He said Section 8 of the bill passed by the House and the Senate states that “these are the benefits authorized for specific officials and employees under Magna Carta laws that may be categorized in the Total Compensation Framework in accordance with the guidelines, rules and regulations to be issued by the Department of Budget and Management.”

“In other words, existing Magna Carta allowances may be considered part of the increases authorized under SSL IV. It means that Magna Carta benefits may be folded into the new salary rate,” Recto said.

He said the Magna Carta benefits that will be scrapped will be determined solely by the Department of Budget and Management.

Also amended under the SSL IV are RA 4670, the Magna Carta for Public School Teachers; RA 7305, the Magna Carta for Public Health Workers; RA 8439, the Magna Carta for Scientists, Engineers, Researchers and Other S&T Personnel; and RA 9443, the Magna Carta for Social Workers.

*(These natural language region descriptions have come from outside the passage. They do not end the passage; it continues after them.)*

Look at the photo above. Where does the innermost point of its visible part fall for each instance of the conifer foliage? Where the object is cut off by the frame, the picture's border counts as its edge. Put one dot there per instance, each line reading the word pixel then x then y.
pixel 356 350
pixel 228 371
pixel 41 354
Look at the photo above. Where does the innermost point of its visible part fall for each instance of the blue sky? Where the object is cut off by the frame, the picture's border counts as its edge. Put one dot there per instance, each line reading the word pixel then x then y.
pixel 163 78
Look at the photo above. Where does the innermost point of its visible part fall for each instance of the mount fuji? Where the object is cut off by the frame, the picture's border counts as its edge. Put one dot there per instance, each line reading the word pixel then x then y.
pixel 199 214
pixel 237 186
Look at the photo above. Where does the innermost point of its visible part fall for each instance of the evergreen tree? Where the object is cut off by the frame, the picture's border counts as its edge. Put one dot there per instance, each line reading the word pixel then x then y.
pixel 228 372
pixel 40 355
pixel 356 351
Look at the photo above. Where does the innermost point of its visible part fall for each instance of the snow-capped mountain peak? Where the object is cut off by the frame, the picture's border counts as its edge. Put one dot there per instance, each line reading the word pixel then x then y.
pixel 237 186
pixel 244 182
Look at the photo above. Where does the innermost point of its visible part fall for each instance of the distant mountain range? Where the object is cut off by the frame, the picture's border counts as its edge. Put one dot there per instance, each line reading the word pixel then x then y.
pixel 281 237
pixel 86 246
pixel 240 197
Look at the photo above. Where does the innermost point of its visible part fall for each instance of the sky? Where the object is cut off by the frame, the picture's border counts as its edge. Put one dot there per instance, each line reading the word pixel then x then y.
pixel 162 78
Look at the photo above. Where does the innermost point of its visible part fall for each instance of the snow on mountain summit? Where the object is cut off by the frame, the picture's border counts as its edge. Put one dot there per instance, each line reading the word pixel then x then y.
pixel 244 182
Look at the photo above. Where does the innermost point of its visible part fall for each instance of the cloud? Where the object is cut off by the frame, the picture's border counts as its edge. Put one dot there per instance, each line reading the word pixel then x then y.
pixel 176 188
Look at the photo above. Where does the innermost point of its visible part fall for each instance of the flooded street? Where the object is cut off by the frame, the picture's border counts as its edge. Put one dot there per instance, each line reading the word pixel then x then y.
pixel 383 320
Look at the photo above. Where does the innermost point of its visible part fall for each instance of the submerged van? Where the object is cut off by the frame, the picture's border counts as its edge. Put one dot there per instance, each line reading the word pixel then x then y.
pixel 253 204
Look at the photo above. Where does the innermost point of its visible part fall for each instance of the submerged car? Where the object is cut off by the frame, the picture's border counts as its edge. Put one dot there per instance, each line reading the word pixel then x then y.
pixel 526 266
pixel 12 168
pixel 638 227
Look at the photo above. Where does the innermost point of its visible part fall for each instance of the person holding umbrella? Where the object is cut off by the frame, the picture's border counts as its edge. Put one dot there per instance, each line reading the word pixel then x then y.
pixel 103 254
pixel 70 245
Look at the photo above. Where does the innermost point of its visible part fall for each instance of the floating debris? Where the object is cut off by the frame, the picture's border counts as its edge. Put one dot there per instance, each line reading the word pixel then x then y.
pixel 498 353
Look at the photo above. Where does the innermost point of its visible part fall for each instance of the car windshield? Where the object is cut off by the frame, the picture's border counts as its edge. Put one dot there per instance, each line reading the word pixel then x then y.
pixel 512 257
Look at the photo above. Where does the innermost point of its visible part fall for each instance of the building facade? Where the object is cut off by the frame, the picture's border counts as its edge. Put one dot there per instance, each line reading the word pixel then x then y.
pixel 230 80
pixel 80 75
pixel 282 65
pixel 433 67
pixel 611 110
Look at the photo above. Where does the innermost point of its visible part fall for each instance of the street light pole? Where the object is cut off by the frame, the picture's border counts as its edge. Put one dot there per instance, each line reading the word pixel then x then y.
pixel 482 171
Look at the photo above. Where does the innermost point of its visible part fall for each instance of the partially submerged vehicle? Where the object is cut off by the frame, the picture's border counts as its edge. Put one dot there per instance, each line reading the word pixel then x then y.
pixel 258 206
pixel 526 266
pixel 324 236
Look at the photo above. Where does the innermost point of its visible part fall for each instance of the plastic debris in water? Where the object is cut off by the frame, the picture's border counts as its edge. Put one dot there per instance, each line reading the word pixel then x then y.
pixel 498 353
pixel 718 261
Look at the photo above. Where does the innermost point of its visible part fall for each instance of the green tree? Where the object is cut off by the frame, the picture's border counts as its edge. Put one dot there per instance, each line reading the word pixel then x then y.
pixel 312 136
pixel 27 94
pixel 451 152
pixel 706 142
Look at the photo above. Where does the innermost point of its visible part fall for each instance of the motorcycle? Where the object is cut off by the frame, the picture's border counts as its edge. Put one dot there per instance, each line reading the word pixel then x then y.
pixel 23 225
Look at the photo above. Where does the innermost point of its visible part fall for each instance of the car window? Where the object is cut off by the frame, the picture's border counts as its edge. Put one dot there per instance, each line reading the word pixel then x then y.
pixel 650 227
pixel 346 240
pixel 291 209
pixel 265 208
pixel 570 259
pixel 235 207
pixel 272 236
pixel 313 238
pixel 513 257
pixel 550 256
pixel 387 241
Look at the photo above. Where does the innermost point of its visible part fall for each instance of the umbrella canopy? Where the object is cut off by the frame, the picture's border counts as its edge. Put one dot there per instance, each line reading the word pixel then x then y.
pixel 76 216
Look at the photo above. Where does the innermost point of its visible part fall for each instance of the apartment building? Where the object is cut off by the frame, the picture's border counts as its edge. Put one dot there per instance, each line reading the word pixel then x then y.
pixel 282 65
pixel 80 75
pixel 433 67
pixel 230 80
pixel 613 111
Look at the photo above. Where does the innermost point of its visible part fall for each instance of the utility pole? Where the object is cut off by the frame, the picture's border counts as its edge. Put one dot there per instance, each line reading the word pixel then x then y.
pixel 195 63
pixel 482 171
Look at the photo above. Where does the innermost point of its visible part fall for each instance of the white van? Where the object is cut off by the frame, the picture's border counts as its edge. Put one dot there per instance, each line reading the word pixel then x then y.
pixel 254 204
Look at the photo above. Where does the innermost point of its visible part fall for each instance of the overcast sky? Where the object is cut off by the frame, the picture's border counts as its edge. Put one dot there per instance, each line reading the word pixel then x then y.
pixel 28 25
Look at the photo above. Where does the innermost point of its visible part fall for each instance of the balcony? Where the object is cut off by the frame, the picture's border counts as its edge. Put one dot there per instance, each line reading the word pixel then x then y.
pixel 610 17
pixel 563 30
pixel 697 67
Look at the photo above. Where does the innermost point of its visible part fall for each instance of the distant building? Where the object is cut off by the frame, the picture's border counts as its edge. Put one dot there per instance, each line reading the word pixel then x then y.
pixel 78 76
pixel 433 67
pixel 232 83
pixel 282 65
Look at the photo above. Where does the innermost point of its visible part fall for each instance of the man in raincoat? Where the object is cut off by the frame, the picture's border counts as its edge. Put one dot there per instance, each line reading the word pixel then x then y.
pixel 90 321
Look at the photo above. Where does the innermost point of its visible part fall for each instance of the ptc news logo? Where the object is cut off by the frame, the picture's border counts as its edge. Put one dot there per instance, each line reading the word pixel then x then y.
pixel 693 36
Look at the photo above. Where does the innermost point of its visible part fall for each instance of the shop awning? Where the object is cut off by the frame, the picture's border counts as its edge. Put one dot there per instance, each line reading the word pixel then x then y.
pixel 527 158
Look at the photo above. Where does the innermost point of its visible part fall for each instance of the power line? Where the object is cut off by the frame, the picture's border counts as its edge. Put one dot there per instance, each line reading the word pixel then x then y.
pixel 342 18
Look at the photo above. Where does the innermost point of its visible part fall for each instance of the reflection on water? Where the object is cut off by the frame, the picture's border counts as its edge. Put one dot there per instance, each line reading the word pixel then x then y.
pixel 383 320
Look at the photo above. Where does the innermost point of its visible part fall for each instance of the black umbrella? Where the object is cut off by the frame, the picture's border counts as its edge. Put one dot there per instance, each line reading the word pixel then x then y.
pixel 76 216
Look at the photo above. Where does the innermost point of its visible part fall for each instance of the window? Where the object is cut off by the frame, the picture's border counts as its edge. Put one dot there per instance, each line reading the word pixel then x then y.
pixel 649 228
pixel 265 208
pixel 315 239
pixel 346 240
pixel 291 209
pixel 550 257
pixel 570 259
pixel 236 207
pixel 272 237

Under the Magna Carta for Public School Teachers, teachers assigned in hardship stations get hazard pay equivalent to at least 25 percent of their monthly pay.

RA 7305, on the other hand, grants public health workers “on call” pay, night-shift differential, subsistence allowance, remote assignment and hazard allowance, among others.

Government scientists and researchers are entitled to hazard pay, longevity pay, and royalties from their invention, as prescribed by RA 8439.

The Magna Carta for Public Social Workers grants frontline Department of Social Welfare and Development personnel “on call, hazard, and overtime pay” plus subsistence and transportation allowance.

Recto has written to the Senate conferees in the bicameral conference to consider inserting a provision in the SSL IV which calls for the “non-diminution of benefits currently received under existing Magna Carta laws.”

But the Palace said  Thursday  the Magna Carta benefits would not be removed under SSL IV.

“There is no provision in the proposed SSL IV that Magna Carta benefits will be removed. The only provision there is that DBM, in coordination with agencies concerned, shall determine the conditions and rates in the grant of these benefits. Said provisions are likewise in Joint Resolution No. 4 or SSL III,” Budget Secretary Florencio Abad said in a statement.

A study by DoST employees said the scrapping of Magna Carta benefits will result in 98.72 percent of science and technology personnel getting a pay reduction in the first year of SSL IV’s implementation.

“If you are a scientist and your salary is P24,000 and you get P8,000 in benefits, you would gross P32,000. But if you remove the benefits and you raise the salary to P30,000, you have already suffered a pay cut,” Recto said.